When adding custom configuration to renovatebot.json, it is frustrating to have to a) merge untested changes into main and b) wait for renovatebot to run.

This guide covers how you can test renovatebot yourself against a branch in your project before merging to master.

Create a GitLab personal access token

You firstly need to create a personal access token for GitLab.

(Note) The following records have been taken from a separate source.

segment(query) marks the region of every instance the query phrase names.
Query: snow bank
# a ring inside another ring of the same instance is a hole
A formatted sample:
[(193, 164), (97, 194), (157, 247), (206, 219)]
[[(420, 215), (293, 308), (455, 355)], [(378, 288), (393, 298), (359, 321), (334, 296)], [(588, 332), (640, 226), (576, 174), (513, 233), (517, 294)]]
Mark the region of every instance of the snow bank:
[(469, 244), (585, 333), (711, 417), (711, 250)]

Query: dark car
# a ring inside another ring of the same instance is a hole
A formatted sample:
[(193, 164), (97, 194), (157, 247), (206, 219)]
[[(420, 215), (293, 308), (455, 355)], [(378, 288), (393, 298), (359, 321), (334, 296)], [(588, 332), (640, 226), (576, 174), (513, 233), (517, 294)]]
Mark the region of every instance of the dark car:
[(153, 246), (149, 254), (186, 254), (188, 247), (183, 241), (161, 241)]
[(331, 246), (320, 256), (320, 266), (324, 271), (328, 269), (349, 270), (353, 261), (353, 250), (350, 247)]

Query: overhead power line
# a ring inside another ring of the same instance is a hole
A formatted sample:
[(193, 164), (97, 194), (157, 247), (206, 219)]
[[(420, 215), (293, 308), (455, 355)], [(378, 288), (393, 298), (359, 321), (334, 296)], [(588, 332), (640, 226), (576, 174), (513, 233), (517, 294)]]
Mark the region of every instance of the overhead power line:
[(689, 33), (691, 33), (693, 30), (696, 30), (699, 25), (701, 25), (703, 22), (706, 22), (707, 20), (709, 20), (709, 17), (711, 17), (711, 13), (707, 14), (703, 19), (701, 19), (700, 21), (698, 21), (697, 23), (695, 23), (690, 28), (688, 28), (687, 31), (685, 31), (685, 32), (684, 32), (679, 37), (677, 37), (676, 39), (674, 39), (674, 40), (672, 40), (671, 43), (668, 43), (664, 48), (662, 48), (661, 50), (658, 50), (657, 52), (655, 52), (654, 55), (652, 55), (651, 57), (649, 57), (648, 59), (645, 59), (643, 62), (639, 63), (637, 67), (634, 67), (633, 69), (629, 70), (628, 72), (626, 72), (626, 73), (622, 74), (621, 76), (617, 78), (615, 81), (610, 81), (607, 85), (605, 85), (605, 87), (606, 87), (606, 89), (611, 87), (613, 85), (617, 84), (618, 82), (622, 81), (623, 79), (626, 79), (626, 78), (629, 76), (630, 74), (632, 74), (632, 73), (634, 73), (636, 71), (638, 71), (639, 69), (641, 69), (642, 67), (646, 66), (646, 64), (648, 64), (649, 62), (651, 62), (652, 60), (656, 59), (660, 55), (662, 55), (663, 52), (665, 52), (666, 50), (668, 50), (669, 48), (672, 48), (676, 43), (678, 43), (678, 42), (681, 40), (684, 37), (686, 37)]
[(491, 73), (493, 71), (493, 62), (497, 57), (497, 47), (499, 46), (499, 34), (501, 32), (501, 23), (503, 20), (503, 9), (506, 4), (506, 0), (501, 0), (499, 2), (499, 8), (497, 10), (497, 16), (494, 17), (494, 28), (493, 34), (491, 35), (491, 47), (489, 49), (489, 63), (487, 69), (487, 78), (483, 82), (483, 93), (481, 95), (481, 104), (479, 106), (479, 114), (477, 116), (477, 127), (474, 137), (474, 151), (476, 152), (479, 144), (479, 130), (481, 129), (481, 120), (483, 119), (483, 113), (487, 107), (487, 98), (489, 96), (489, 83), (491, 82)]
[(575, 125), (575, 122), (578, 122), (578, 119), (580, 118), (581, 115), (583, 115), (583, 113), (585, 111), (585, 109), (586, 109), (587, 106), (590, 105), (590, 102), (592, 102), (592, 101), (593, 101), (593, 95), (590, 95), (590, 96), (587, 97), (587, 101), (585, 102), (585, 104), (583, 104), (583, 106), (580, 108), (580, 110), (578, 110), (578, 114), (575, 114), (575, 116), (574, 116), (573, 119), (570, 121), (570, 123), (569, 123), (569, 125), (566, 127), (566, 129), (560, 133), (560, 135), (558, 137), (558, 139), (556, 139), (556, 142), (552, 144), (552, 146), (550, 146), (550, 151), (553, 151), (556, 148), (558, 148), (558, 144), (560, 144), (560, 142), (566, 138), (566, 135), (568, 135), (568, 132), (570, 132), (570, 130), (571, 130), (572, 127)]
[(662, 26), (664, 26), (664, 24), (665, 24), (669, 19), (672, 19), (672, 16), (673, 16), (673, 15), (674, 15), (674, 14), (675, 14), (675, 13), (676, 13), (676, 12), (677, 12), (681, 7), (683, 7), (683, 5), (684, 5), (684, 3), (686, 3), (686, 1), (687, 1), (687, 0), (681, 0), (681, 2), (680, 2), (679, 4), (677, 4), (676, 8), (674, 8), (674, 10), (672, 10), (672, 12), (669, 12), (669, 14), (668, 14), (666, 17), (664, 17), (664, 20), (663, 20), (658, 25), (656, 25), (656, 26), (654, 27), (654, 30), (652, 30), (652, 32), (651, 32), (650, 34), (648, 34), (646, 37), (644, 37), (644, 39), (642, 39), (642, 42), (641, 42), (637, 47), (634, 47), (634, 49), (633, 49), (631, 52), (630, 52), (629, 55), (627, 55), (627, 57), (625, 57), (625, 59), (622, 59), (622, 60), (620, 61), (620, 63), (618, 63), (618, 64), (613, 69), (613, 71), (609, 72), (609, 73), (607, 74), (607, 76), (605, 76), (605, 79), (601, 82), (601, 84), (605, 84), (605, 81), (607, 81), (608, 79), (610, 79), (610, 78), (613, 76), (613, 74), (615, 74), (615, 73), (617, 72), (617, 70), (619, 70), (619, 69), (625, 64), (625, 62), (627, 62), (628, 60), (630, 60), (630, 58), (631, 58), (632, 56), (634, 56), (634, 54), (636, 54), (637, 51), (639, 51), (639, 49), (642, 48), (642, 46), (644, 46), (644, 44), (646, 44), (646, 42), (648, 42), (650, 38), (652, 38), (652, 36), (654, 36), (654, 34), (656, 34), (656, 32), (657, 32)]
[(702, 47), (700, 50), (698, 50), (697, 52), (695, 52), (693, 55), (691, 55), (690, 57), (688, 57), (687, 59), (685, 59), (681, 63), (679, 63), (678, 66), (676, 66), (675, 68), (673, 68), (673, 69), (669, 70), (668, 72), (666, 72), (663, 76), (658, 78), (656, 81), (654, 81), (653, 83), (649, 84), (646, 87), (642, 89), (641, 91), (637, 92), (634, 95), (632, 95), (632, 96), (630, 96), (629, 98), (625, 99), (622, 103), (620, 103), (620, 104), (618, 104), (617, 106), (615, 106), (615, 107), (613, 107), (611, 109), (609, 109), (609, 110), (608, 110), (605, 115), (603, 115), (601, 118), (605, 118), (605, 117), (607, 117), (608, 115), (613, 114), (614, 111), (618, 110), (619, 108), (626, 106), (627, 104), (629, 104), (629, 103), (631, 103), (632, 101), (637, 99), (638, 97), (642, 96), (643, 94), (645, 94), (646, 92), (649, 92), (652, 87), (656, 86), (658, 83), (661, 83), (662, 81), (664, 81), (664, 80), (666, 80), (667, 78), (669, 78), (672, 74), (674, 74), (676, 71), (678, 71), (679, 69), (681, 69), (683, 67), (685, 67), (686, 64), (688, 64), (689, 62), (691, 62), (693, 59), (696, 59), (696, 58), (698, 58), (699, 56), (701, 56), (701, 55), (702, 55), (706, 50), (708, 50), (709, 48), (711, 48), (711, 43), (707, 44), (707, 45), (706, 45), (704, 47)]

The token should have the following read-only scopes for safety:

  • read_api
  • read_repository
  • read_registry

If you want, you could also create a project access token which is further scoped to the project you are testing.

Once you have the token, read it into the RENOVATE_TOKEN environment variable:

$ read RENOVATE_TOKEN
{ paste GitLab access token here }
$ export RENOVATE_TOKEN

Run renovatebot in dry-run mode

Set the GITLAB_PROJECT and GITLAB_BRANCH environment variables to the project you want to test and the branch containing the renovate.json changes.

GITLAB_PROJECT=uis/devops/replace/with/your/project
GITLAB_BRANCH=replace-with-your-branch

Warning

The changes on your branch will not replace the default branch configuration but will be be merged with any existing configuration in the default branch.

Run renovatebot locally via docker:

docker run --rm -e RENOVATE_TOKEN -e LOG_LEVEL=debug \
  -e "RENOVATE_REPOSITORIES=[\"${GITLAB_PROJECT}\"]" \
  -e "RENOVATE_BASE_BRANCHES=[\"${GITLAB_BRANCH}\"]" \
  renovate/renovate \
  --platform=gitlab --endpoint=https://gitlab.developers.cam.ac.uk/api/v4/ --ignore-pr-author \
  --use-base-branch-config=merge \
  --dry-run

Summary

In this guide you learned how to run renovatebot locally in order to test and debug changes to local repository configuration.